Despite his tragic story that can make one think of poems marked by the evil of living, as in the case of Eugenio Montale, Robert Frost chooses a different approach. His poetry is in fact characterized by sweetness and tranquility with the desire to give hope to the reader.
Who was Robert Frost
Robert Lee Frost (San Francisco, March 26, 1874 – Boston, January 29, 1963) was an American poet. He was born in the well-known city of the west coast with his sister, mother Isabelle, of Scottish descent, and his father William. moving to Los Angeles where he lives until his eleven years.

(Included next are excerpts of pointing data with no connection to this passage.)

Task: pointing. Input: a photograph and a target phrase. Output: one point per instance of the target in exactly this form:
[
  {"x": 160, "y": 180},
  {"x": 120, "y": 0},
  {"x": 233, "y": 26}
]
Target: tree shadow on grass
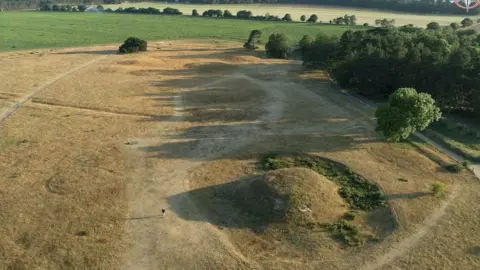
[{"x": 101, "y": 52}]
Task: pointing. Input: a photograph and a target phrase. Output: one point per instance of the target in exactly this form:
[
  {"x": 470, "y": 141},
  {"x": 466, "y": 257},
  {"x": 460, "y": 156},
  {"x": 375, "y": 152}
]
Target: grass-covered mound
[
  {"x": 302, "y": 196},
  {"x": 360, "y": 193}
]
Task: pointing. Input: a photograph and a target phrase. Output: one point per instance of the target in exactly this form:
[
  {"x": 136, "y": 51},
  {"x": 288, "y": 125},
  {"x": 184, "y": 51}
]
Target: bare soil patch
[{"x": 88, "y": 164}]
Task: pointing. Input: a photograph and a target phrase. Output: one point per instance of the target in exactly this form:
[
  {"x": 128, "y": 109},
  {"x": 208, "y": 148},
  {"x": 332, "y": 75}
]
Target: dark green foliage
[
  {"x": 244, "y": 14},
  {"x": 454, "y": 168},
  {"x": 305, "y": 44},
  {"x": 433, "y": 26},
  {"x": 313, "y": 18},
  {"x": 228, "y": 14},
  {"x": 347, "y": 233},
  {"x": 254, "y": 35},
  {"x": 171, "y": 11},
  {"x": 319, "y": 52},
  {"x": 455, "y": 26},
  {"x": 213, "y": 13},
  {"x": 81, "y": 8},
  {"x": 133, "y": 45},
  {"x": 287, "y": 18},
  {"x": 406, "y": 112},
  {"x": 346, "y": 19},
  {"x": 357, "y": 191},
  {"x": 385, "y": 22},
  {"x": 467, "y": 22},
  {"x": 277, "y": 46}
]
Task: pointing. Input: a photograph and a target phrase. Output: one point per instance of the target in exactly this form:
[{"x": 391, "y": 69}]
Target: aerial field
[
  {"x": 324, "y": 13},
  {"x": 32, "y": 30},
  {"x": 104, "y": 141}
]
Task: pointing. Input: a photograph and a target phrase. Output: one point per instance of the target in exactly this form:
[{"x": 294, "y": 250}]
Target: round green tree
[{"x": 406, "y": 112}]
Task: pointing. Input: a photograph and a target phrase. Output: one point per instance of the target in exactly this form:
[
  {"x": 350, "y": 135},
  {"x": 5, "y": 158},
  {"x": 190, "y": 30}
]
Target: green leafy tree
[
  {"x": 467, "y": 22},
  {"x": 406, "y": 112},
  {"x": 313, "y": 19},
  {"x": 455, "y": 26},
  {"x": 227, "y": 14},
  {"x": 277, "y": 46},
  {"x": 433, "y": 26},
  {"x": 133, "y": 45},
  {"x": 254, "y": 35}
]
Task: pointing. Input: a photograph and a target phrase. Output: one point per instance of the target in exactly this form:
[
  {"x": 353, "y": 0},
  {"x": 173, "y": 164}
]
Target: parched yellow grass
[{"x": 324, "y": 13}]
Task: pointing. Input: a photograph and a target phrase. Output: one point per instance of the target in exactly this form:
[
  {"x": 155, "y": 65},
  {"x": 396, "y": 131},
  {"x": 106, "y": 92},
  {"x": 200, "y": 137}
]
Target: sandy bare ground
[{"x": 138, "y": 129}]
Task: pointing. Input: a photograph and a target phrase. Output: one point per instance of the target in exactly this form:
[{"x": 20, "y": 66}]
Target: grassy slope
[
  {"x": 29, "y": 30},
  {"x": 325, "y": 13}
]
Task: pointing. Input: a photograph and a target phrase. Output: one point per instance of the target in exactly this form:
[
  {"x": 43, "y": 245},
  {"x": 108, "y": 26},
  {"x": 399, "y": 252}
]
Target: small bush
[
  {"x": 313, "y": 18},
  {"x": 227, "y": 14},
  {"x": 277, "y": 46},
  {"x": 437, "y": 189},
  {"x": 433, "y": 26},
  {"x": 133, "y": 45},
  {"x": 466, "y": 22},
  {"x": 454, "y": 168},
  {"x": 254, "y": 35},
  {"x": 287, "y": 18},
  {"x": 348, "y": 233},
  {"x": 455, "y": 26}
]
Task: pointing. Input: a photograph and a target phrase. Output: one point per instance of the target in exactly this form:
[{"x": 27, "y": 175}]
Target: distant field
[
  {"x": 325, "y": 14},
  {"x": 31, "y": 30}
]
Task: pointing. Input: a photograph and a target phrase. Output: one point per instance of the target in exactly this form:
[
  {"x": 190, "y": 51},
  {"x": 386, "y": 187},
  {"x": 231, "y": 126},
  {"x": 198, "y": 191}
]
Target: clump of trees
[
  {"x": 346, "y": 19},
  {"x": 213, "y": 13},
  {"x": 133, "y": 45},
  {"x": 254, "y": 36},
  {"x": 466, "y": 22},
  {"x": 406, "y": 112},
  {"x": 385, "y": 22},
  {"x": 313, "y": 18},
  {"x": 277, "y": 46},
  {"x": 287, "y": 18},
  {"x": 375, "y": 62}
]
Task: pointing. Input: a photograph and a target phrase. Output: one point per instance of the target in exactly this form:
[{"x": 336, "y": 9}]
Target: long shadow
[{"x": 101, "y": 52}]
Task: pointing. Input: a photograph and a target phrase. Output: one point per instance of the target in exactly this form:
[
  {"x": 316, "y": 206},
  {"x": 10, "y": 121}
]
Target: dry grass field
[
  {"x": 324, "y": 13},
  {"x": 108, "y": 140}
]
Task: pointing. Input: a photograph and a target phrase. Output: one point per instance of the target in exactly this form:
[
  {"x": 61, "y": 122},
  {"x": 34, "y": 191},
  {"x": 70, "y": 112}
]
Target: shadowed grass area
[{"x": 31, "y": 30}]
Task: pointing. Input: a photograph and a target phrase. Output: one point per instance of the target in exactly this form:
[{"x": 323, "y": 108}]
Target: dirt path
[
  {"x": 179, "y": 242},
  {"x": 28, "y": 97}
]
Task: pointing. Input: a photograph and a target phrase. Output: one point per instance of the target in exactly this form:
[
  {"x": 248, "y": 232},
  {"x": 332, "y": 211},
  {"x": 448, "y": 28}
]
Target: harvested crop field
[{"x": 103, "y": 142}]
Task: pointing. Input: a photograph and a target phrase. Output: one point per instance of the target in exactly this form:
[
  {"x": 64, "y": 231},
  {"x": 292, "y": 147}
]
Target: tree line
[
  {"x": 419, "y": 6},
  {"x": 441, "y": 61}
]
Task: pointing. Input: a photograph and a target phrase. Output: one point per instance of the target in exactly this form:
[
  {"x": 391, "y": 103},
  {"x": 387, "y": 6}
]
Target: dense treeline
[
  {"x": 441, "y": 61},
  {"x": 420, "y": 6}
]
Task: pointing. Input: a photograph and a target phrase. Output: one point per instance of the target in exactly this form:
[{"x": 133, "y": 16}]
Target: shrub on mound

The tragic death of his father leads the young man and the women of the house to move to their paternal grandparents in Massachusetts and here begins his academic career which ended withHarvard enrollment. He never completes his studies at the university as he devotes his time to looking for a job, passing from teaching to working as a shoemaker up to entering the publishing world.
The beginning of his career as a poet
In the meantime he discovers the passion for poetry publishing his first production entitled “My Butterfly” in 1894 in the newspaper “The Independent”. The following year he met e marry the love of his life Elinor Miriam White who becomes his muse in poetic production.
The two moved to the UK and was influenced there by numerous contemporary colleagues including Ezra Pound. With this he forms a strong relationship of friendship which also helps him to grow professionally. In 1915 he returned to the United States boasting the publication of two successful collections called “A Boy’s Will” and “North of Boston”. In these years he achieved great success becoming one of the most famous poets of the time also winning 4 Pulitzer Prizes.
Life marked by tragic events
The life of the poet, however, is often interrupted by tragic events. The aforementioned death of his father from tuberculosis is certainly the first of these. At the age of twenty-six he then lost his mother to a terrible cancer and in 1920 he was forced to have his sister followed in a psychiatric hospital.
He later discovers that a depression of his sister, from whom his mother also suffered, is common to the great evil he feels and to which he cannot give a name. Her daughter Irma also inherits this disease and is locked up in a psychiatric hospital where she dies several years later. Of his six daughters only Lesley and Irma remain alive but life marks him again with the death of his wife from cardiac arrest.